CodeLlama-34B-GGUF
Property | Value |
---|---|
Parameter Count | 33.7B |
Model Type | Code Generation (LLaMA Architecture) |
License | LLaMA 2 |
Research Paper | Code Llama: Open Foundation Models for Code |
Author | Meta (Original), TheBloke (GGUF Conversion) |
What is CodeLlama-34B-GGUF?
CodeLlama-34B-GGUF is a powerful code generation model converted to the efficient GGUF format, offering various quantization options from 2-bit to 8-bit precision. This model is specifically designed for code synthesis and understanding, building upon Meta's original CodeLlama architecture with optimizations for deployment across different computing environments.
Implementation Details
The model utilizes the new GGUF format, which replaced GGML, providing improved tokenization and special token support. It offers multiple quantization methods, from Q2_K (14.21GB) to Q8_0 (35.86GB), allowing users to balance between model size and performance based on their requirements.

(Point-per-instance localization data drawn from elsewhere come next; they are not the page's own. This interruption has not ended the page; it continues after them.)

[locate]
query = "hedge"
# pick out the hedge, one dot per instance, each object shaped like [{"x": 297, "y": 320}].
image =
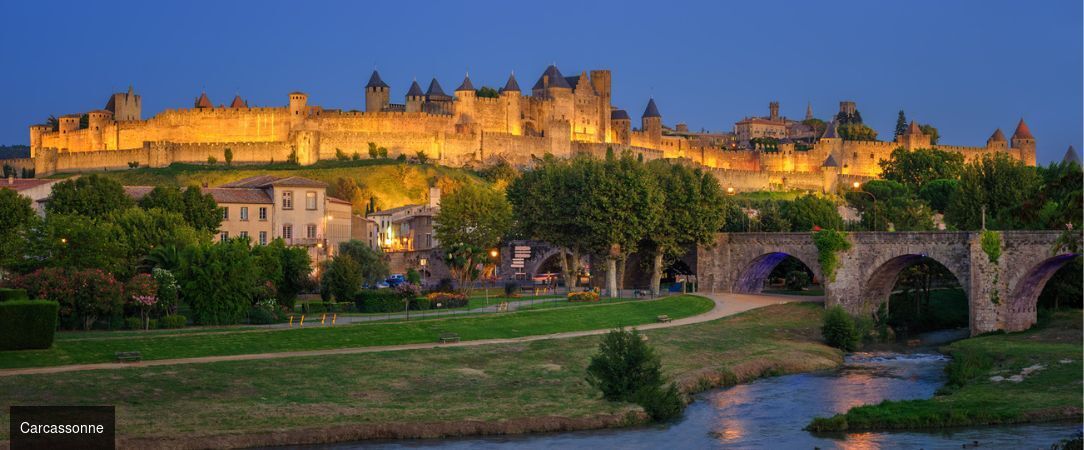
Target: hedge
[
  {"x": 27, "y": 324},
  {"x": 9, "y": 294}
]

- Supports GPU acceleration with layer offloading
- Compatible with popular frameworks like llama.cpp, text-generation-webui, and KoboldCpp
- Offers extended context length support with automatic RoPE scaling
- Includes Python integration through libraries like llama-cpp-python and ctransformers
Core Capabilities
- General code synthesis and understanding
- Code completion and generation
- Multiple programming language support
- Flexible deployment options from CPU to GPU
Frequently Asked Questions
Q: What makes this model unique?
CodeLlama-34B-GGUF stands out for its efficient GGUF format implementation and multiple quantization options, making it highly adaptable for different hardware configurations while maintaining code generation capabilities of the original 34B parameter model.
Q: What are the recommended use cases?
The model is ideal for code completion, development assistance, and general programming tasks. For optimal performance-to-resource ratio, the Q4_K_M quantization is recommended for most users, offering a good balance between model size (20.22GB) and quality.